3. A heat exchange device for a refrigeration appliance according to claim 2, wherein: the heat exchange cylinder assembly comprises an outer heat exchange cylinder and an inner heat exchange cylinder, the outer heat exchange cylinder and the inner heat exchange cylinder are coaxially arranged, honeycomb heat exchange fins are arranged in the outer heat exchange cylinder, the honeycomb heat exchange fins are also arranged in the inner heat exchange cylinder, and an area enclosed between the outer heat exchange cylinder and the inner heat exchange cylinder and an inner cavity area of the inner heat exchange cylinder form an airflow heat exchange flow channel together.

4. A heat exchange device for a refrigeration appliance according to claim 3, wherein: the outer heat exchange cylinder and the inner heat exchange cylinder respectively comprise an inner heat conduction cylinder, an outer heat conduction cylinder and honeycomb heat exchange fins, the inner heat conduction cylinder and the outer heat conduction cylinder are coaxially arranged, the honeycomb heat exchange fins are arranged between the inner heat conduction cylinder and the outer heat conduction cylinder, an area formed by honeycomb holes of the honeycomb heat exchange fins between the inner heat conduction cylinder and the outer heat conduction cylinder is a medium heat exchange flow passage, a partition plate extending along the axial direction of the partition plate is further arranged between the inner heat conduction cylinder and the outer heat conduction cylinder, the partition plate divides the medium heat exchange flow passage into a first medium heat exchange flow passage and a second medium heat exchange flow passage, the first medium heat exchange flow passage and the second medium heat exchange flow passage are communicated, the heat exchange medium inlet joint is communicated with the first medium heat exchange flow passage, and the second medium heat exchange flow passage is communicated with the heat exchange medium outlet joint.

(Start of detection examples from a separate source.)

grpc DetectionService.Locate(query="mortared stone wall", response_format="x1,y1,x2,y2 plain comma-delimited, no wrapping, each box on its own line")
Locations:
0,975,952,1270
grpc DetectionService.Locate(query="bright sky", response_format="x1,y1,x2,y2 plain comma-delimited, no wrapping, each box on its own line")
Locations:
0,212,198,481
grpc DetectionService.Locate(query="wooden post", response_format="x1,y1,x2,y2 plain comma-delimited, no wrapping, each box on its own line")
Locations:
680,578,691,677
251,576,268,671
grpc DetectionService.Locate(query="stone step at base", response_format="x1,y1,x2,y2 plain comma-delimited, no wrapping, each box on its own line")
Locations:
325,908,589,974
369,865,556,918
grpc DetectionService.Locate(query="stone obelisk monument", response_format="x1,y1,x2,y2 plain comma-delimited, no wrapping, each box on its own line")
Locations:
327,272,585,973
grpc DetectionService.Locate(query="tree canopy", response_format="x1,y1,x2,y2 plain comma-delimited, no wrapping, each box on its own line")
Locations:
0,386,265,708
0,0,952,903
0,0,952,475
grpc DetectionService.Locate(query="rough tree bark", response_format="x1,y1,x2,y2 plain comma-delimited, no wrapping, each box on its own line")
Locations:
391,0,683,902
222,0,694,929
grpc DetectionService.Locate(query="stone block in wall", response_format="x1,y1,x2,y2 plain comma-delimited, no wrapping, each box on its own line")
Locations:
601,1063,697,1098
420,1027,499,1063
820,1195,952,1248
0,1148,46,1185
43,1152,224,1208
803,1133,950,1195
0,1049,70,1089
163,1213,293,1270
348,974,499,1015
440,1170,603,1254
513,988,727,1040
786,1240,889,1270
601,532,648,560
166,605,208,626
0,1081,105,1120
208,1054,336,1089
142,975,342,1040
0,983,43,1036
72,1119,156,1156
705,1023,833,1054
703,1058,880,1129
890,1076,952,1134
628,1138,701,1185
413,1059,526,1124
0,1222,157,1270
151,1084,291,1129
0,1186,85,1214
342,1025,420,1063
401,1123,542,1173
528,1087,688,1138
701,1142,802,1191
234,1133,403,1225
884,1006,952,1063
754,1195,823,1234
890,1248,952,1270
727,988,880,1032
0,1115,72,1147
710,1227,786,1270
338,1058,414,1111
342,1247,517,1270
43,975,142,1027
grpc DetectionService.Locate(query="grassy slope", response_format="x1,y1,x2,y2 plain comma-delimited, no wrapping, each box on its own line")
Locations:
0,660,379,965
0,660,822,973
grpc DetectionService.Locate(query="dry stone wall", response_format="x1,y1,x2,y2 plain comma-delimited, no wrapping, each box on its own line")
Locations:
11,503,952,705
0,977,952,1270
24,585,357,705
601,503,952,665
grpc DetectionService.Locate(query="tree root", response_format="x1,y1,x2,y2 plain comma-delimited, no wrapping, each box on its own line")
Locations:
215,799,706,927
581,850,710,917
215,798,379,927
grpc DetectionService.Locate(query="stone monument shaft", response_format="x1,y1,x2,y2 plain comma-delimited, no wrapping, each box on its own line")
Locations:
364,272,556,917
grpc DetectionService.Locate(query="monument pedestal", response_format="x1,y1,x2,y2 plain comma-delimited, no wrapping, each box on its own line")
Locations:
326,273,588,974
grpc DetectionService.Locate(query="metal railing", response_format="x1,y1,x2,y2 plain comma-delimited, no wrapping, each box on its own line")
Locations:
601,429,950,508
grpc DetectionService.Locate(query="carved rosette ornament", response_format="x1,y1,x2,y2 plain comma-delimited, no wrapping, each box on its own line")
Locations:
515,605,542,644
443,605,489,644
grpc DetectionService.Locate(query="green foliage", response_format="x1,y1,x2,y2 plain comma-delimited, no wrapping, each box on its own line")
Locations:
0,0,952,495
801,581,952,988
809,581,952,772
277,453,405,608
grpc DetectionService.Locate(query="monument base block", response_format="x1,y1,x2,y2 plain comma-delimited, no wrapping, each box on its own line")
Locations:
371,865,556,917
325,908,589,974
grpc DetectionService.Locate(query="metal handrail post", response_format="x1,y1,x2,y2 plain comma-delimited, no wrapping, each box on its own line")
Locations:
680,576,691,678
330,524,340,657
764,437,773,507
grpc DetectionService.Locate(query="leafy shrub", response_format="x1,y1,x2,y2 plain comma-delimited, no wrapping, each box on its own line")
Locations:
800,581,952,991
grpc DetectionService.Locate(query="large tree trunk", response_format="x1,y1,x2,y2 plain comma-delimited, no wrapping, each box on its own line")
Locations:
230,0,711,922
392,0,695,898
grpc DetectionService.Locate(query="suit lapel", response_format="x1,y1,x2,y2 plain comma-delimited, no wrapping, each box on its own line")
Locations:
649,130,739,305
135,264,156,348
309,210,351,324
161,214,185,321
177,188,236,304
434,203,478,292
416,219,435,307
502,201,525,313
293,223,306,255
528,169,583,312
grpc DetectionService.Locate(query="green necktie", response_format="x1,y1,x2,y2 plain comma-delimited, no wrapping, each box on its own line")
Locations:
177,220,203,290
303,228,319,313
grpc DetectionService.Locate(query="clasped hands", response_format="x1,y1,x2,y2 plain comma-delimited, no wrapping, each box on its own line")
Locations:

5. The heat exchange device for a refrigerating apparatus as recited in claim 4, wherein: the air outlet comprises an inner air outlet and an outer air outlet, the inner heat exchange cylinder is provided with an inner air outlet extending along the axial direction of the inner heat exchange cylinder, the inner air outlet is radially formed in the inner heat exchange cylinder, the outer heat exchange cylinder is provided with an outer air outlet extending along the axial direction of the outer heat exchange cylinder, the outer air outlet is radially formed in the outer heat exchange cylinder, and the inner air outlet and the outer air outlet are oppositely arranged.

6. The heat exchange device for a refrigerating apparatus as recited in claim 5, wherein: and a radial heat exchange fin strip is arranged in an area enclosed between the outer heat exchange cylinder and the inner heat exchange cylinder and/or an inner cavity area of the inner heat exchange cylinder.

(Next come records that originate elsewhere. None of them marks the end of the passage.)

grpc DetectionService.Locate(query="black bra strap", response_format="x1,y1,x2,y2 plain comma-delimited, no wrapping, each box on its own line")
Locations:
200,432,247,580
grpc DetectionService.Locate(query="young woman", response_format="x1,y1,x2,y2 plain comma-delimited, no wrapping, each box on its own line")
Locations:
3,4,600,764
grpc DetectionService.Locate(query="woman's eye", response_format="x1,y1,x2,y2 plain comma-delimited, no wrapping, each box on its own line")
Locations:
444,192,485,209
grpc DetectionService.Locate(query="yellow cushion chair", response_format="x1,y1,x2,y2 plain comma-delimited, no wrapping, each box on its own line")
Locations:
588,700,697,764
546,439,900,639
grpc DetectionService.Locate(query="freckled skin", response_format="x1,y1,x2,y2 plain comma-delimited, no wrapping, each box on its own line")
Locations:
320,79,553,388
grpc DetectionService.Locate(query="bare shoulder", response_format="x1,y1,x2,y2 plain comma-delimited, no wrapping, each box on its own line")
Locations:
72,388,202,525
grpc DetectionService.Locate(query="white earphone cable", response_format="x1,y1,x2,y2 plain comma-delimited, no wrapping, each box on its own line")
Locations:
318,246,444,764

7. A heat exchange unit for a refrigeration appliance, as set forth in claim 6, wherein: and annular heat exchange fin strips which are axially arranged at intervals and are in a ring shape are arranged in an area enclosed between the outer heat exchange cylinder and the inner heat exchange cylinder and/or an inner cavity area of the inner heat exchange cylinder.

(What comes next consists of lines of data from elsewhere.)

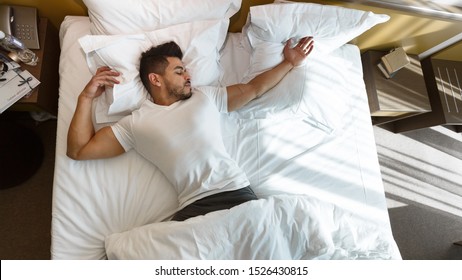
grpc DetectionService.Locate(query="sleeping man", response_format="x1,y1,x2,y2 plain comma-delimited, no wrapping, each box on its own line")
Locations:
67,37,313,221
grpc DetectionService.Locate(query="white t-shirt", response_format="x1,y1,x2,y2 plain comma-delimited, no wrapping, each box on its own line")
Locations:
112,87,250,207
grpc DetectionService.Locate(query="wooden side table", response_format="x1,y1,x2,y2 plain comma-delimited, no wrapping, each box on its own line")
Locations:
395,58,462,132
361,50,431,127
8,18,60,116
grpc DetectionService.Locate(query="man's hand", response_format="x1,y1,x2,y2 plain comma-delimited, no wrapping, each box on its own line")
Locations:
82,66,120,99
283,37,314,67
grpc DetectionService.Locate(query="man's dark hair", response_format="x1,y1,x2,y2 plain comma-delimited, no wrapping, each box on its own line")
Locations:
140,41,183,93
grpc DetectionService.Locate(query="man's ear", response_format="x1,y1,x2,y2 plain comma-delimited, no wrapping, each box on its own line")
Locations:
148,73,162,87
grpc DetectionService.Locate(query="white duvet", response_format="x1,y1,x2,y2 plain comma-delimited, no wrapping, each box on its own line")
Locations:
106,195,399,260
51,17,400,259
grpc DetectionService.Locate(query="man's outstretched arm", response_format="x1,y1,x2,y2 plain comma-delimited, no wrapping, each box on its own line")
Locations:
226,37,314,112
67,67,124,160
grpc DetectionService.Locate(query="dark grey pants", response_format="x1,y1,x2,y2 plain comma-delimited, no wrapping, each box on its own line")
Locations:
172,187,258,221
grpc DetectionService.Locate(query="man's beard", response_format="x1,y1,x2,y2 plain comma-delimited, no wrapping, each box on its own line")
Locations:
168,83,192,100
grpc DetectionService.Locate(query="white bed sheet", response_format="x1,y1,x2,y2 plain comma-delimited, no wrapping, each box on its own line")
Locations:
51,16,399,259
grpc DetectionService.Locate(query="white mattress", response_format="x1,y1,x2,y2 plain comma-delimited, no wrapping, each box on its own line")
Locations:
51,17,400,259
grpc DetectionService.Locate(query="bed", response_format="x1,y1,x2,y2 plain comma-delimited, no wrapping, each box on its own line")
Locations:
51,0,400,259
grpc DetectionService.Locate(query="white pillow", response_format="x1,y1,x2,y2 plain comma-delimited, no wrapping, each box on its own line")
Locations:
234,3,389,133
83,0,241,35
246,2,390,53
79,19,229,123
235,41,350,134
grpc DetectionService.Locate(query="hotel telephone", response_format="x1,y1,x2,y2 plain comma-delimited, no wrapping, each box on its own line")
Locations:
0,5,40,49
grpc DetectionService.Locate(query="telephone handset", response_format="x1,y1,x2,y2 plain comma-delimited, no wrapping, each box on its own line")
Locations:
0,5,40,50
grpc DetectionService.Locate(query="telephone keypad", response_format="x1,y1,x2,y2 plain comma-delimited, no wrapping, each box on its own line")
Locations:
16,24,33,40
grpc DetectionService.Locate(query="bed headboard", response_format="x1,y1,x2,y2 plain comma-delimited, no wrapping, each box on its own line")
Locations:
2,0,462,59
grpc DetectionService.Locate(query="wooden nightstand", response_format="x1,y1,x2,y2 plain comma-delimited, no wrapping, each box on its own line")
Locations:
361,50,431,127
395,58,462,132
8,18,60,116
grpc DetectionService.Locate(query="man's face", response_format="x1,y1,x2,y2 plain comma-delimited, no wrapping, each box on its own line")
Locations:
162,57,192,100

8. A heat exchange unit for a refrigeration appliance, as set forth in claim 7, wherein: the honeycomb holes of the honeycomb heat exchange fins extend along the axial direction of the outer heat exchange cylinder and the inner heat exchange cylinder.

9. A heat exchange unit for a refrigeration appliance, as set forth in claim 8, wherein: the cross sections of the first medium heat exchange flow channel and the second medium heat exchange flow channel are arc-shaped flow channels, and the central angle of each arc-shaped flow channel is smaller than 170 degrees and larger than 135 degrees.

10. A heat exchange unit for a refrigeration appliance, as set forth in claim 1, wherein: the outer wall of the outer heat exchange barrel is surrounded with a heat preservation layer, and the inclination angle of the upper plate can be adjusted.